Δ In rare circumstances where patients have a high-risk aPL laboratory profile and a high-risk clinical scenario (eg, first pregnancy in the setting of advanced maternal age, infertility with need for IVF, and/or underlying SLE), discuss low-dose ASA and LMWH therapy and assess risk/benefits for the individual patient's situation.

Patients with lower-titer or IgA isotypes of aCL/anti-beta2GPI, or non-criteria aPL who do not meet laboratory classification criteria may still have some degree of risk that is difficult to quantify. Decisions regarding therapy in these cases rest on discussion between the patient and the physician, considering additional relevant clinical risk factors.

Examples of therapeutic LMWH (also referred to as weight-adjusted, full-treatment dose) include: enoxaparin 1 mg/kg every 12 hours, dalteparin 200 units/kg once daily, tinzaparin 175 units/kg once daily, dalteparin 100 units/kg every 12 hours.

Examples of prophylactic LMWH include: enoxaparin 40 mg SC once daily, dalteparin 5000 units SC once daily, tinzaparin 4500 units SC once daily. These doses may need to be modified at extremes of body weight.

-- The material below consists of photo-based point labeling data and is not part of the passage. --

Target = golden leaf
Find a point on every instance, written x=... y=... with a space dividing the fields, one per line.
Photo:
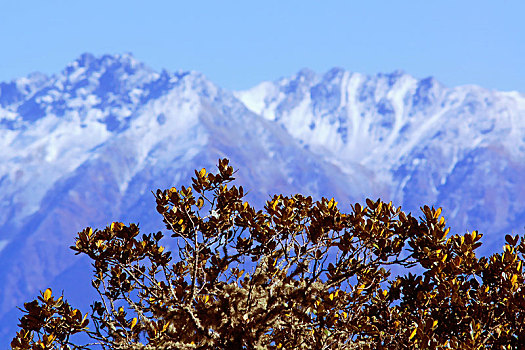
x=47 y=294
x=413 y=334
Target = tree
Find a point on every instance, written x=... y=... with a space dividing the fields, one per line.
x=297 y=275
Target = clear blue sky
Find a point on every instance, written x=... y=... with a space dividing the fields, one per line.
x=240 y=43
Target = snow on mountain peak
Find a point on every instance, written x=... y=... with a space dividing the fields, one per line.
x=87 y=145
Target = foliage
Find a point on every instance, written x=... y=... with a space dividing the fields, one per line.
x=297 y=275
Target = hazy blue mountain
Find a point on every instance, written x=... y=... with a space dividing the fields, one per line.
x=88 y=145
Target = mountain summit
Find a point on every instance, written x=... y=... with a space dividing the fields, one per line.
x=87 y=146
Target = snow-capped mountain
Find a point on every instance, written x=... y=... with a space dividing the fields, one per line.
x=462 y=148
x=88 y=145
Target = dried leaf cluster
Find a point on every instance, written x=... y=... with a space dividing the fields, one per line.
x=297 y=275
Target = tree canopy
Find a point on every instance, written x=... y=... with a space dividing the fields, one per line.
x=298 y=274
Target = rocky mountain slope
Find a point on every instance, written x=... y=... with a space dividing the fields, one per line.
x=88 y=145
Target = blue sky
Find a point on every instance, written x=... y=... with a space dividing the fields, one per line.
x=240 y=43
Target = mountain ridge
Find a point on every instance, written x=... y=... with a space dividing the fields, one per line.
x=88 y=145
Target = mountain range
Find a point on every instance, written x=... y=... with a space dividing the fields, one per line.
x=88 y=145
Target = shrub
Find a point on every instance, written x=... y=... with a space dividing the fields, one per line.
x=297 y=275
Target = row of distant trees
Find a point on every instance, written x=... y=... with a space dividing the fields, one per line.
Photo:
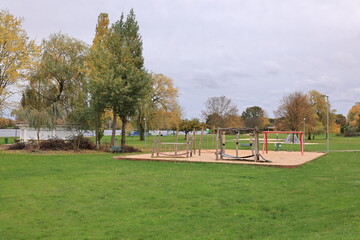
x=67 y=82
x=297 y=112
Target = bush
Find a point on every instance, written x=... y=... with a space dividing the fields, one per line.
x=55 y=144
x=82 y=143
x=17 y=146
x=129 y=149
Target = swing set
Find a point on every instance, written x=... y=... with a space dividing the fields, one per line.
x=266 y=139
x=253 y=144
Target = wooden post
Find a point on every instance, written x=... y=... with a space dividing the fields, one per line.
x=252 y=143
x=237 y=143
x=217 y=145
x=256 y=142
x=222 y=150
x=194 y=141
x=187 y=145
x=176 y=140
x=152 y=148
x=158 y=145
x=201 y=140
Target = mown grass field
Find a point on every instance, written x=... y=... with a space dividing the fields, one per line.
x=318 y=144
x=92 y=196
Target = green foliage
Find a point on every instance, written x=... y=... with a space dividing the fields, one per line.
x=93 y=196
x=116 y=67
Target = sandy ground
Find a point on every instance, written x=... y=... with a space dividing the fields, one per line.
x=278 y=159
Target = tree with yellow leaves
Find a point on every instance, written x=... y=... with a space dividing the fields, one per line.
x=354 y=117
x=15 y=52
x=160 y=108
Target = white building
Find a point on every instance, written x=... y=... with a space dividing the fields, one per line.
x=27 y=133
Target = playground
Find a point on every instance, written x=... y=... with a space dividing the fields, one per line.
x=278 y=158
x=232 y=145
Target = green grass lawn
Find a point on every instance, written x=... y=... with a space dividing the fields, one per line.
x=92 y=196
x=336 y=142
x=9 y=139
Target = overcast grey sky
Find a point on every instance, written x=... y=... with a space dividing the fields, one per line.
x=253 y=51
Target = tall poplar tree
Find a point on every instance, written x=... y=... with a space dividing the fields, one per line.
x=97 y=64
x=120 y=67
x=133 y=80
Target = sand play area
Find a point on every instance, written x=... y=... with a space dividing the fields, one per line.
x=277 y=158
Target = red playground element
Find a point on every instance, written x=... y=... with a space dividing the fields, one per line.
x=266 y=133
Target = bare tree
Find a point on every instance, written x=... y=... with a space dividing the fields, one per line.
x=218 y=109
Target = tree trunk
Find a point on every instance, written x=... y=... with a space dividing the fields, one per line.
x=123 y=131
x=113 y=128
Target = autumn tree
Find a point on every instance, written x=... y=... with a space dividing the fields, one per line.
x=61 y=72
x=292 y=111
x=255 y=117
x=15 y=52
x=96 y=65
x=161 y=108
x=37 y=111
x=189 y=125
x=218 y=109
x=321 y=107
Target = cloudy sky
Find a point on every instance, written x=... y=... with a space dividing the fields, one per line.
x=253 y=51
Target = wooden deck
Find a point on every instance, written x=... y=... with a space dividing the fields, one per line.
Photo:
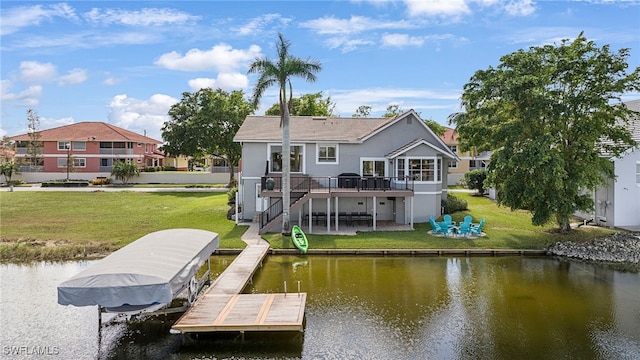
x=239 y=273
x=245 y=312
x=223 y=308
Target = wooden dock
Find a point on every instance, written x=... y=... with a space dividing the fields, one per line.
x=245 y=312
x=223 y=308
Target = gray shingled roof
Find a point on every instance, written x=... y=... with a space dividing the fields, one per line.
x=308 y=128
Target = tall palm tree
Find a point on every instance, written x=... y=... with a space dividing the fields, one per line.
x=280 y=73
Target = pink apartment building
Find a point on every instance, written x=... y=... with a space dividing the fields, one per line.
x=91 y=147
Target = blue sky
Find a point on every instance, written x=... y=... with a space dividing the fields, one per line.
x=127 y=62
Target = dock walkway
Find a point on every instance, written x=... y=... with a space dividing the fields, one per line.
x=223 y=308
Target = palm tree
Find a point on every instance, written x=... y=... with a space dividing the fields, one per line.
x=280 y=73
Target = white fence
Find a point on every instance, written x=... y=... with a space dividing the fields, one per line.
x=178 y=177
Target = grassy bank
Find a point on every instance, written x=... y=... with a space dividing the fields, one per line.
x=66 y=225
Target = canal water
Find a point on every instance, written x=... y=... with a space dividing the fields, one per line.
x=357 y=308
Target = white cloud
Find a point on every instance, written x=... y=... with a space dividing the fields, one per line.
x=221 y=57
x=347 y=101
x=27 y=97
x=354 y=25
x=262 y=23
x=225 y=81
x=141 y=115
x=401 y=40
x=520 y=8
x=452 y=9
x=144 y=17
x=75 y=76
x=347 y=44
x=14 y=19
x=37 y=72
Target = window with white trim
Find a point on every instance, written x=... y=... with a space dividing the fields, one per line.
x=420 y=169
x=373 y=167
x=327 y=153
x=275 y=158
x=77 y=162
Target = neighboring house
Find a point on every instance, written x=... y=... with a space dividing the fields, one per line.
x=343 y=171
x=89 y=147
x=180 y=162
x=618 y=203
x=6 y=154
x=467 y=160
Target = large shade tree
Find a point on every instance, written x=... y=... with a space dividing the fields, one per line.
x=204 y=123
x=306 y=105
x=553 y=115
x=279 y=72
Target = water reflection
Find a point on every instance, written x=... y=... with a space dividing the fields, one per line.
x=360 y=307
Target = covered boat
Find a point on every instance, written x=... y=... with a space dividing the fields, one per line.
x=149 y=272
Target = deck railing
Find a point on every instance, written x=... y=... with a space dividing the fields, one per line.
x=301 y=185
x=336 y=183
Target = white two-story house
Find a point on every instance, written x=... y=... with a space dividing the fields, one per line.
x=343 y=171
x=618 y=203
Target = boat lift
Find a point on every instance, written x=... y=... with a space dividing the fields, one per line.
x=145 y=276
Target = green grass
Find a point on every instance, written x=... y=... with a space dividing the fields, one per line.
x=80 y=223
x=505 y=229
x=66 y=225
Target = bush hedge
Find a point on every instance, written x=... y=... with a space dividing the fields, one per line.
x=453 y=203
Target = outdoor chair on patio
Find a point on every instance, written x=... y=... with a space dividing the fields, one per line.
x=445 y=228
x=477 y=230
x=464 y=229
x=435 y=229
x=450 y=223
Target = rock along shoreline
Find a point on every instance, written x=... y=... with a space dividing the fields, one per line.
x=615 y=248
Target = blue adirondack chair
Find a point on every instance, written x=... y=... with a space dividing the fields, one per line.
x=445 y=229
x=464 y=229
x=477 y=230
x=449 y=221
x=435 y=229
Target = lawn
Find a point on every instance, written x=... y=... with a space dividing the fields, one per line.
x=58 y=225
x=505 y=229
x=65 y=225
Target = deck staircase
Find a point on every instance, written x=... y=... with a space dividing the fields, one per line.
x=300 y=194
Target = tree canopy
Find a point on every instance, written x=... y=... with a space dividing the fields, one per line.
x=204 y=123
x=552 y=115
x=362 y=111
x=280 y=73
x=124 y=170
x=306 y=105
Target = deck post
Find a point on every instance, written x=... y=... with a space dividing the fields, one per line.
x=375 y=209
x=337 y=212
x=328 y=215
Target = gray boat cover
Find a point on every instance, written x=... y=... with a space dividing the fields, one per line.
x=150 y=271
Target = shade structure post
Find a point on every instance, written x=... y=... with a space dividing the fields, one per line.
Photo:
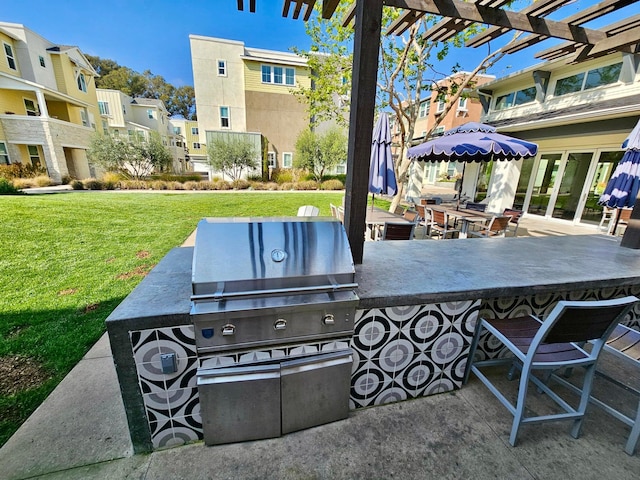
x=368 y=22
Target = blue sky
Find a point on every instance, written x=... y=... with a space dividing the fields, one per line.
x=154 y=35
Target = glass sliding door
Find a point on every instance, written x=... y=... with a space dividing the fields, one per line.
x=543 y=183
x=607 y=162
x=574 y=174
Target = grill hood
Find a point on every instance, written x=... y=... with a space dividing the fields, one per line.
x=238 y=257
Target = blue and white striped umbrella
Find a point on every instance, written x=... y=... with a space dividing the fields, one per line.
x=624 y=184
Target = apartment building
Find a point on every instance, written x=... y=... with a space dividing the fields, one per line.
x=136 y=118
x=579 y=114
x=187 y=134
x=248 y=91
x=467 y=109
x=48 y=104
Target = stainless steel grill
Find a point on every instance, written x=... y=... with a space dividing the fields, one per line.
x=263 y=283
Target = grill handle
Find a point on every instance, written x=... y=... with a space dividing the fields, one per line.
x=274 y=291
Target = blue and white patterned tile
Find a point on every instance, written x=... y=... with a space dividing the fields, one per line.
x=395 y=356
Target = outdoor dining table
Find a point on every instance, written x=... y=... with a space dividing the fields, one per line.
x=376 y=217
x=466 y=217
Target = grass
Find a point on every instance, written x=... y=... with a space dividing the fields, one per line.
x=68 y=260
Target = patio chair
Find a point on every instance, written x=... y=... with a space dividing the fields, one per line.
x=546 y=346
x=516 y=215
x=424 y=219
x=497 y=227
x=308 y=211
x=398 y=231
x=440 y=224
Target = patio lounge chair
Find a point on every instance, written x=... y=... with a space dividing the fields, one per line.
x=555 y=343
x=398 y=231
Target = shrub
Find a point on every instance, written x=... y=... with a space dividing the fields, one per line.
x=21 y=183
x=93 y=184
x=175 y=185
x=7 y=187
x=334 y=184
x=281 y=176
x=306 y=185
x=254 y=177
x=77 y=185
x=240 y=184
x=43 y=181
x=159 y=185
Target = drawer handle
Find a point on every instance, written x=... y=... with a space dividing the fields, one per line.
x=328 y=319
x=228 y=330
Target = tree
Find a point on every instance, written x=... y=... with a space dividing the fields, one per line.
x=232 y=156
x=408 y=72
x=134 y=159
x=320 y=152
x=178 y=101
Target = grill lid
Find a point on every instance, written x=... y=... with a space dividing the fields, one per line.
x=235 y=257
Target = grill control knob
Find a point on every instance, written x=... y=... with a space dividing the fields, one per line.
x=228 y=330
x=328 y=319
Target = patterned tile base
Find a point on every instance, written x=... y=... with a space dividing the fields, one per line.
x=398 y=353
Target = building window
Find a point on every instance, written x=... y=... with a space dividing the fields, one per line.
x=30 y=107
x=11 y=59
x=266 y=74
x=597 y=77
x=513 y=99
x=82 y=82
x=104 y=108
x=222 y=68
x=224 y=117
x=278 y=75
x=290 y=76
x=4 y=154
x=34 y=155
x=423 y=111
x=287 y=159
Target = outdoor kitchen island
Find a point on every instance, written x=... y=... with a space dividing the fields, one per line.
x=418 y=305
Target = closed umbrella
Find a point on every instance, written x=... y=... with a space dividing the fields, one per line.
x=622 y=188
x=472 y=142
x=382 y=177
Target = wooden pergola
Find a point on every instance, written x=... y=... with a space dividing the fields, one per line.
x=584 y=43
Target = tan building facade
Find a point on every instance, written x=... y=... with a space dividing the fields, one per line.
x=48 y=104
x=579 y=114
x=246 y=90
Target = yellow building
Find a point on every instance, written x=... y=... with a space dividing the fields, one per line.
x=243 y=90
x=48 y=104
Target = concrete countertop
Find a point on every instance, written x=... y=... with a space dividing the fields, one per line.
x=420 y=272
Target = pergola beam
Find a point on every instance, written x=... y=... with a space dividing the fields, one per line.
x=501 y=18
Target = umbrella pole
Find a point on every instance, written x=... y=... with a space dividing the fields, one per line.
x=460 y=189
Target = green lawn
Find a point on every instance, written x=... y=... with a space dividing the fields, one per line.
x=67 y=260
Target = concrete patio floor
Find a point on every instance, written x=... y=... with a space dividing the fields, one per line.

Anticoagulation can generally be resumed 4 to 6 hours after vaginal delivery or 6 to 12 hours after cesarean birth, unless there is significant bleeding or risk for significant bleeding. Previous neuraxial anesthesia is also a consideration (eg, anticoagulation may be resumed 4 or more hours after catheter removal unless traumatic placement).

Note: Tinzaparin is not available in the United States. The role and frequency of anti-Xa testing for management of therapeutic dosing of LMWH in pregnancy are reviewed in the UpToDate topic on anticoagulation in pregnancy. LDA doses range from 75 to 180 mg daily depending on locally available doses. In the United States, one or two 81 mg tablets daily is a common dose.